Aesylt pushed out of her chair and paced to the other side of the modest room. "I had to tell you everything before I made my proposal. It would have been wrong and unfair to say what I'm going to say next when you still know me as who I was before."
Valerian stood but didn't immediately go to her. "You want to get married, right? To fix what others can't."
She whipped her head up in surprise. "How did you guess?"
"Aessy, Aessy, Aessy." He clucked his tongue, grinning. "Why else would you send for me, huh? Why else would you risk making things worse, unless you had a plan to make them better?"
"I..." She sagged against the wall. "All right. Yes. That's my proposal, that we handle this ourselves. But you need to know what you're getting into if you accept. I do care about you. I love you. You're a part of me, and... You always will be. I will not deceive you, especially about this. I shouldn't love him still, V, but I do. I love him so cursed much, I feel like..." She raised both hands to her chest. "Like I'm cracking open, splitting from the inside."
Valerian went to her and gathered her in his arms. Nothing she'd said had hurt as much as the heartbreak in her voice when talking about the man who had broken her. If there were time, he'd deal with the man himself, knock some sense into him. "He has no idea what he's walked away from, Aessy. No idea. But I do." He kissed the top of her head, sliding his mouth down to her temple.
"It's my fault for breaking the rules. I knew why we were doing it. I knew, and I broke the rules. Me."
"Aesylt, the only question is how he could experience all that with you and not fall in love." On the many hours it had taken Valerian to ride to her, he'd run through every scenario he could imagine, and all of them led back to Aesylt and Rahn. The moment Valerian had met Rahn Tindahl, it seemed as though the man had been made for Aesylt, and Valerian hadn't been able to compete with that. The scholar was everything Valerian was not, but Valerian knew what he had. "I'm not threatened. Not by what you did at Revelry. Not even by the man you love more than... well, more than you could love me.

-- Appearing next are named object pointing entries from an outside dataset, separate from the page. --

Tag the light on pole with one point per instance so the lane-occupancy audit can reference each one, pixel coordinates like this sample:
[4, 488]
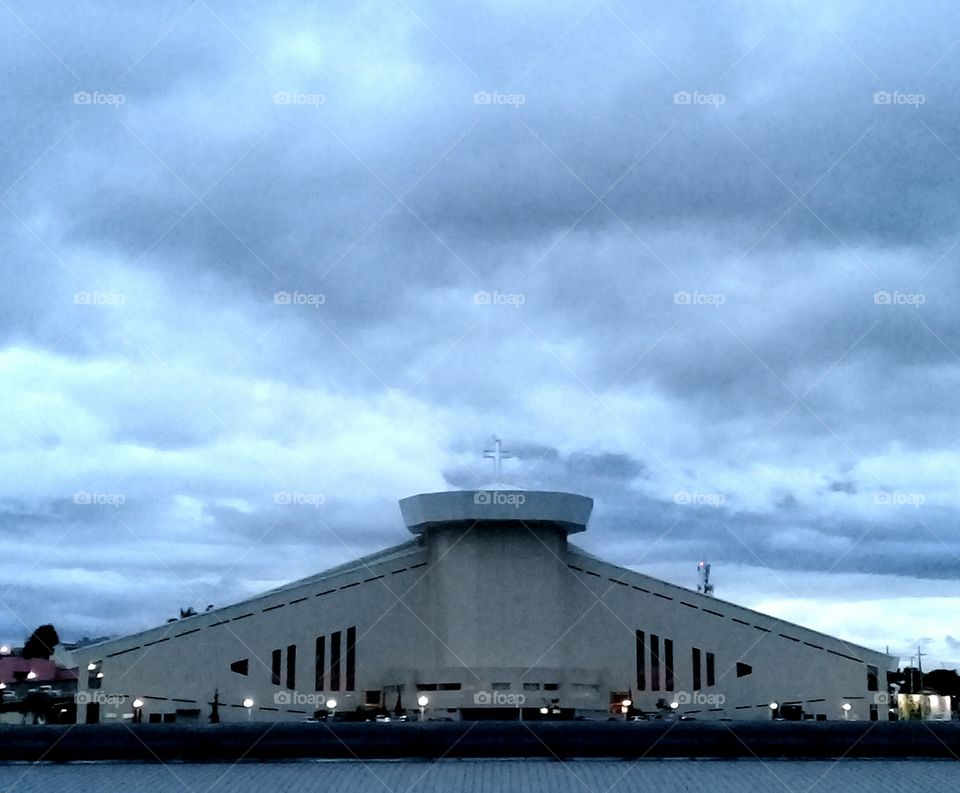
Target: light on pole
[422, 701]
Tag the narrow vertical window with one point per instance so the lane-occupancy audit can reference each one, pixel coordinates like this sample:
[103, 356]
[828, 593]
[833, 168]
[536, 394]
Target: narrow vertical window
[292, 666]
[668, 664]
[320, 662]
[641, 662]
[654, 662]
[335, 661]
[275, 667]
[351, 658]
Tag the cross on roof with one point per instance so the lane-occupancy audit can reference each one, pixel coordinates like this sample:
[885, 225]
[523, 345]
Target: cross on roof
[497, 454]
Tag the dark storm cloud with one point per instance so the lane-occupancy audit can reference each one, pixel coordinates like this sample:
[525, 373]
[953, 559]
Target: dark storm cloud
[697, 262]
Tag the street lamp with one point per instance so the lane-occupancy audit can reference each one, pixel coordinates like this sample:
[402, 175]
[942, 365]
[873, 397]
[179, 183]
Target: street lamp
[422, 701]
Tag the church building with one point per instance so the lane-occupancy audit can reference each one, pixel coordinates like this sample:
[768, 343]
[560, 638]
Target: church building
[489, 611]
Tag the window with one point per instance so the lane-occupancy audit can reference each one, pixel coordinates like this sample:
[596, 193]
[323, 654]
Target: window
[654, 662]
[668, 664]
[292, 666]
[351, 658]
[335, 661]
[641, 662]
[319, 663]
[275, 667]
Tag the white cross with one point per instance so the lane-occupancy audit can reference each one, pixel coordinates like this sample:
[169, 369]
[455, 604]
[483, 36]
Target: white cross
[497, 454]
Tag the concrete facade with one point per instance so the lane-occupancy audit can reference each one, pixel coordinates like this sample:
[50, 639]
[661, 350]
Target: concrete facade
[489, 612]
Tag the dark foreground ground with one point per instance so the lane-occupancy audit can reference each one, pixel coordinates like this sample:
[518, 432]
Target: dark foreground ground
[491, 776]
[557, 740]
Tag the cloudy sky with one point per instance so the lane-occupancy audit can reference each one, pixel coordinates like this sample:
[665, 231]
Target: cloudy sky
[697, 260]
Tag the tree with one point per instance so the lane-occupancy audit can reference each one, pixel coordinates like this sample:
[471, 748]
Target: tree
[41, 643]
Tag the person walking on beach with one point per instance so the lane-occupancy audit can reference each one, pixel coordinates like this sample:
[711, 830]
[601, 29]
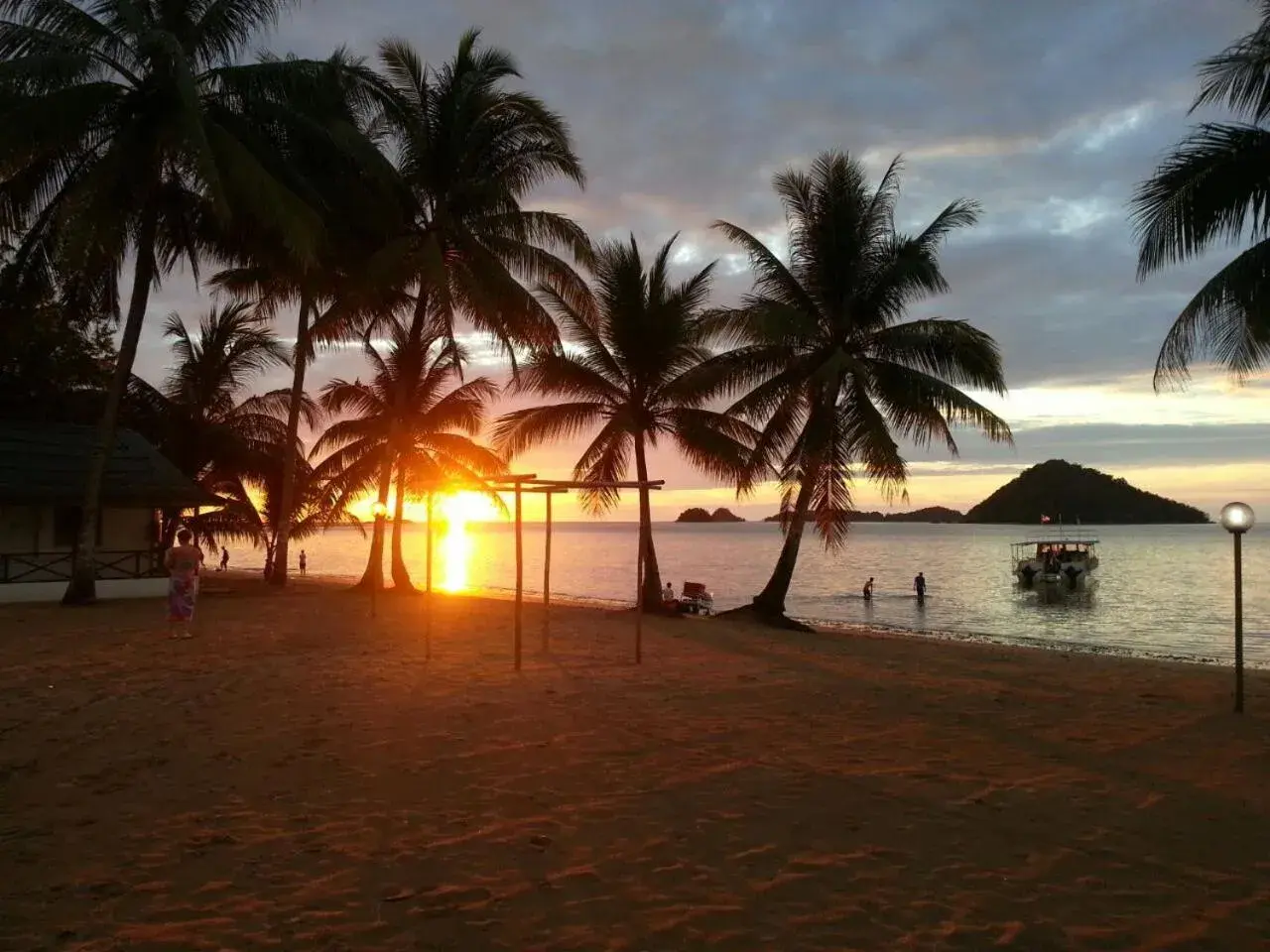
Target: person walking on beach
[182, 562]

I don't need you to love me that much. I don't believe we're meant to feel that powerfully about anything for long. Marriage is less about love, in my estimation, than companionship. Respect. I respect your love for him, and I respect you. That's enough for me." He cupped her face in his hands with a soft laugh. "So I accept, Aesylt. Because both of us could do far worse for ourselves than a good friend, aye?" He kissed the corner of her mouth. "And you don't need to drink the tea. I'm here for whatever comes."